= Frank: sonnets =

Winner of the 2022 Pulitzer Prize for Poetry

Cover of the first (Graywolf Press) edition, 2021.

frank: sonnets is a poetry collection in the form of a sonnet sequence by Diane Seuss. First published by Graywolf Press in 2021. The collection was republished by Fitzcarraldo Editions in 2025, as one of the first three books in their poetry series. The collection was the winner of the 2022 Pulitzer Prize for Poetry, the 2021 National Book Critics Circle Award for Poetry, amid other awards.

== Background ==
Seuss' frank: sonnets is composed of 156 sonnets. In an interview with Helena de Groot for Poetry Foundation's 'Poetry off the shelf' podcast, the De Groot and Seuss talk about the book's autobiographical aspects, its relationship with death, and how this shades into Seuss' usage of the poetic form of the sonnet, of which Seuss says: "I love that the sonnet forced me to do that work within a compressed space".

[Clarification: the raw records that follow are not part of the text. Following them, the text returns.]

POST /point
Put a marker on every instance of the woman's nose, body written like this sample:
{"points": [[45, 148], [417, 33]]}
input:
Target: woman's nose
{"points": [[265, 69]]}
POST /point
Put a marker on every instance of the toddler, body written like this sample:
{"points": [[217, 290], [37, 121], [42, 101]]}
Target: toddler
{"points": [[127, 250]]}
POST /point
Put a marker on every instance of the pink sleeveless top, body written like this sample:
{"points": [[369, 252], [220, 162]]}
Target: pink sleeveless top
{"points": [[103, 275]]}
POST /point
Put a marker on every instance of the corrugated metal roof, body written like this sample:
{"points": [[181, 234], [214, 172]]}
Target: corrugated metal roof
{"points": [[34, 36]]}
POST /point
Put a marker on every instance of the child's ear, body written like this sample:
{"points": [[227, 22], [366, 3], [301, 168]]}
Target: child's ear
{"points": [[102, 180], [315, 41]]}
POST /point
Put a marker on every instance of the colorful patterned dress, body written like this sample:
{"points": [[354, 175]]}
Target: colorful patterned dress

The sonnets are autobiographical. The book tracks between Seuss' childhood, young adulthood in New York, through to motherhood. Death is a central theme: in particular, the figure of Seuss' father who died when she was a child, and the death of her friend Mikel Lindzy (who is the subject of the photograph on the 2021 Graywolf Press edition's cover) of AIDS. The book was written, in part, as a response to Seuss' reluctance to write a memoir in prose. An interview with Cristina Politano for minor literature[s] contains further ellaboration on the background for the collection, where Seuss says:"Readers had expressed interest in my writing a memoir, but I simply couldn’t hear it in prose. The sentences and linearity didn’t sing for me. The notion of shorter poems under [Frank] O’Hara’s kinetic, present-tense influence suddenly landed for me. I could hear the voice of the poem and could imagine that voice serving a memoir-in-poems"Suess' use of the sonnet form is innovative, drawing on the specific lineage of what Suess calls the "American Sonnet". Traditionally using only fourteen lines, Seuss bends the sonnet form's constraint to produce poems that exceed this limit in formal and stylistic ways. Several poems contain lines that are longer than the page is wide, and are printed on folding pages.

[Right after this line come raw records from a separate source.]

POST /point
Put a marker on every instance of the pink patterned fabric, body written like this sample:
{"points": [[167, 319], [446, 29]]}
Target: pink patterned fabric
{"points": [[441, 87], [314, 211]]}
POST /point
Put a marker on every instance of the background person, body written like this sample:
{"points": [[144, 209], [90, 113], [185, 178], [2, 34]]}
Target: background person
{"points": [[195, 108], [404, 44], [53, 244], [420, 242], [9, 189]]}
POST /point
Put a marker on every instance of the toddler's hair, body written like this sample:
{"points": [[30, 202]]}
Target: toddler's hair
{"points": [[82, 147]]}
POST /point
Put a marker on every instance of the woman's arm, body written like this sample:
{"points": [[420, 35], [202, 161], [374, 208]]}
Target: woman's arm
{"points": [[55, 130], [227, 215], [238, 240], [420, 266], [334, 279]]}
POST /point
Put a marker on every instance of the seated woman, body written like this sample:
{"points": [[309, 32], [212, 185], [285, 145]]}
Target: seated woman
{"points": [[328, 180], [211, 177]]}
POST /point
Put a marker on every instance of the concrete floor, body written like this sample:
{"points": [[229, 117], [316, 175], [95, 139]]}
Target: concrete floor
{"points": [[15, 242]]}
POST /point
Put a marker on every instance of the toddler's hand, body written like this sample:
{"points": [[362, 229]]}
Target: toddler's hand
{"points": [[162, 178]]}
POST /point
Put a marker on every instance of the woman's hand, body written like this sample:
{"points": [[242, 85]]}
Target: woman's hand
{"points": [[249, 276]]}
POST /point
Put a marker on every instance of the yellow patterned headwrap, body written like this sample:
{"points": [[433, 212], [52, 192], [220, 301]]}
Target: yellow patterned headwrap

Stylistically, Seuss' sonnets blend a lyric mode traditionally associated with the sonnet, with a narrative mode. The Pulitzer Committee said of frank: sonnets, it's a collection "that inventively expands the sonnet form to confront the messy contradictions of contemporary America, including the beauty and the difficulty of working-class life in the Rust Belt". Seuss has said these restraints kept her "honest", but the "virtuosi[ty]" the Pulitzer commended the collection for is found in her ability to expand the conventionally lyric form to contain narrative among other poetic modes.

In an interview with Jennifer Franklin for the Poetry Society of America, Seuss says "[f]orm is what the world is—a concept, brought into materiality".

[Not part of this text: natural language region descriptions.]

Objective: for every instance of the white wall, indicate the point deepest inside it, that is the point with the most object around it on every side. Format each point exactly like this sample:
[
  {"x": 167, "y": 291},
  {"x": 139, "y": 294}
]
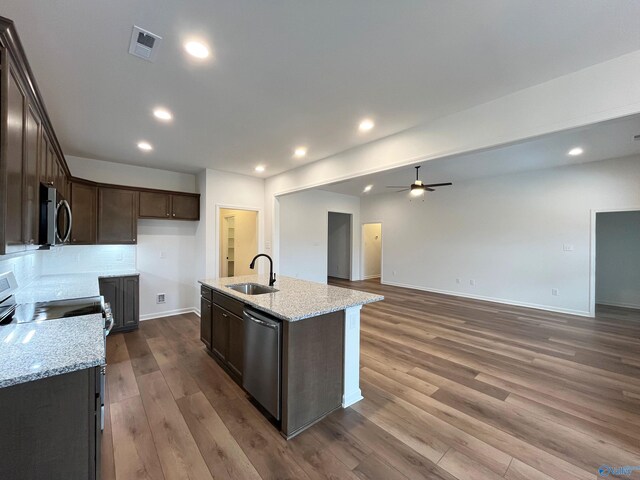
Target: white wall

== Critical reception and awards ==
The Pulitzer committee described frank: sonnets as "a virtuosic collection that inventively expands the sonnet form to confront the messy contradictions of contemporary America, including the beauty and the difficulty of working-class life in the Rust Belt."

=== Prizes and awards ===

| Name of award | Year | Result |
|---|---|---|
| Pulitzer Prize in Poetry | 2022 | Winner |
| National Book Critics Circle Award for Poetry | 2021 | Winner |
| PEN/Voelcker Award for Poetry Collection | 2022 | Winner |
| Los Angeles Times Book Prize for Poetry | 2021 | Winner |
| Kingsley Tufts Poetry Award | 2022 | Finalist |

=== Other accolades ===
An Atlantic Best American Poetry Collection of the 21st Century.